Matteo Salvini: “Luca Traini? Chi spara è delinquente, ma la colpa di chi apre ai clandestini”

di Redazione Blitz
Pubblicato il 3 febbraio 2018 19:55 | Ultimo aggiornamento: 3 febbraio 2018 19:55
Matteo Salvini: "Luca Traini? Chi spara è delinquente, ma la colpa di chi apre ai clandestini"

Matteo Salvini: “Luca Traini? Chi spara è delinquente, ma la colpa di chi apre ai clandestini”

BOLOGNA – “Chiunque spara è un delinquente, ma la colpa è di chi apre ai clandestini”. Così può essere riassunto il pensiero di Matteo Salvini, leader della Lega Nord, nel commentare le sparatorie a Macerata sui migranti in cui Luca Traini ha ferito sei persone. Dal centro congressi Unaway di San Lazzaro, Salvini condanna le sparatorie ma punta il dito e accusa: “La responsabilità morale è di chi l’ha riempita di clandestini”.

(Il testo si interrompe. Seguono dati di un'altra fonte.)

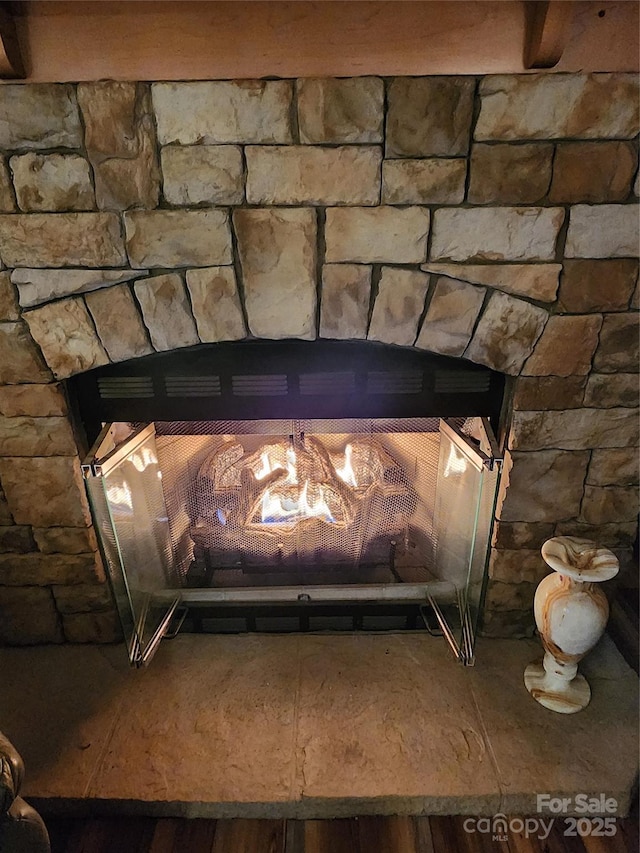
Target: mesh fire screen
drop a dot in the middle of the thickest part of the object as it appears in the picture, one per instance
(258, 503)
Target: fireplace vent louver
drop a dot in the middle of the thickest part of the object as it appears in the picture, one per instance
(460, 382)
(260, 385)
(192, 386)
(327, 383)
(125, 387)
(394, 382)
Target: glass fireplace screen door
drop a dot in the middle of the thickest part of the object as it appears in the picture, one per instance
(468, 477)
(124, 484)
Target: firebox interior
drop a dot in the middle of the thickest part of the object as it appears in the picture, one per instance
(251, 519)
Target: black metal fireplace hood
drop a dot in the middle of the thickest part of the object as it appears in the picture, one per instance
(248, 380)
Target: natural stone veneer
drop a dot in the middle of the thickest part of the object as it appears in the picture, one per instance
(380, 234)
(178, 238)
(216, 304)
(225, 111)
(61, 240)
(340, 110)
(582, 106)
(307, 174)
(277, 251)
(67, 337)
(498, 234)
(397, 309)
(512, 244)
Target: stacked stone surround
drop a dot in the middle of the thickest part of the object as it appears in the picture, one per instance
(494, 219)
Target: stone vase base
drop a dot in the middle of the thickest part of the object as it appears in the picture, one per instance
(566, 697)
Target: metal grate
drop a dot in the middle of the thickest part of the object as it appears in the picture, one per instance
(123, 387)
(327, 383)
(394, 382)
(192, 386)
(260, 385)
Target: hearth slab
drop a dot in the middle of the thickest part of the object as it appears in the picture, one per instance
(307, 726)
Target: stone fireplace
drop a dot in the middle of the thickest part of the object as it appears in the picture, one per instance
(491, 219)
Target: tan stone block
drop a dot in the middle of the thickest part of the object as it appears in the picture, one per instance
(38, 286)
(520, 534)
(429, 116)
(28, 616)
(20, 358)
(609, 505)
(346, 293)
(26, 436)
(545, 486)
(178, 238)
(532, 393)
(305, 174)
(506, 334)
(205, 113)
(15, 539)
(508, 596)
(597, 285)
(118, 323)
(42, 115)
(618, 349)
(277, 251)
(67, 337)
(553, 106)
(398, 306)
(5, 514)
(82, 598)
(61, 240)
(613, 467)
(45, 491)
(566, 346)
(510, 174)
(517, 566)
(65, 540)
(9, 309)
(166, 312)
(202, 174)
(593, 171)
(120, 140)
(609, 535)
(536, 281)
(496, 234)
(340, 110)
(575, 429)
(7, 197)
(423, 181)
(56, 182)
(103, 627)
(451, 317)
(602, 231)
(216, 304)
(36, 401)
(46, 569)
(620, 389)
(377, 235)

Parlando di quanto accaduto a Macerata, dove Traini ha aperto il fuoco contro i migranti per strada e contro la sede del Pd, Salvini ha dichiarato:

“Non vedo l’ora di andare al governo per riportare sicurezza in tutta Italia, giustizia sociale, serenità. Chiunque spari è un delinquente, a prescindere dal colore della pelle”.

Per il ledear della Lega Nord però il problema resta l’immigrazione, che definisce “fuori controllo”:

“E’ chiaro ed evidente che un’immigrazione fuori controllo, un’invasione come quella organizzata, voluta e finanziata in questi anni, porta allo scontro sociale. Quindi nei termini previsti dalla legge, con la certezza della pena conto di riportare sicurezza e tranquillità nelle nostre città”.

Salvini ha poi parlato di “responsabilità morale”, puntando il dito contro chi ha permesso l’immigrazione:

“La responsabilità morale di ogni episodio di violenza che accade in Italia è di quelli che l’hanno riempita di clandestini trasformandola in un’enorme campo profughi. La reazione deve essere democratica, pacifica, deve essere di governo e non di violenza”.

Poi ha sostenuto di voler andare al governo per riportare la sicurezza in Italia e che “violenza chiama violenza”:

“La condanna e la certezza della pena sono alla base di ogni società civile, detto questo bisogna bloccare ulteriori arrivi”. Questo perché “al di là degli omicidi, quanti stupri, scippi, rapine, furti, violenze e aggressioni quotidiane sono fatte da clandestini che non dovrebbero essere in Italia? Chiunque spari e ammazzi ha nella galera la sua unica residenza, però, l’immigrazione fuori controllo, come denunciato dalla Lega da troppi anni, porta allo scontro sociale”.

Infine, a chi ha criticato la Lega per aver alzato i toni dello scontro politico sui temi dell’immigrazione, Salvini replica:

“Saviano è un chiacchierone che non merita risposta. Io non vedo l’ora di andare al governo per portare sicurezza, serenità e tranquillità. Chi ha fatto sbarcare centinaia di migliaia di finti profughi e troppo spesso veri delinquenti – ha concluso – ha sulla coscienza tanti troppi delitti”.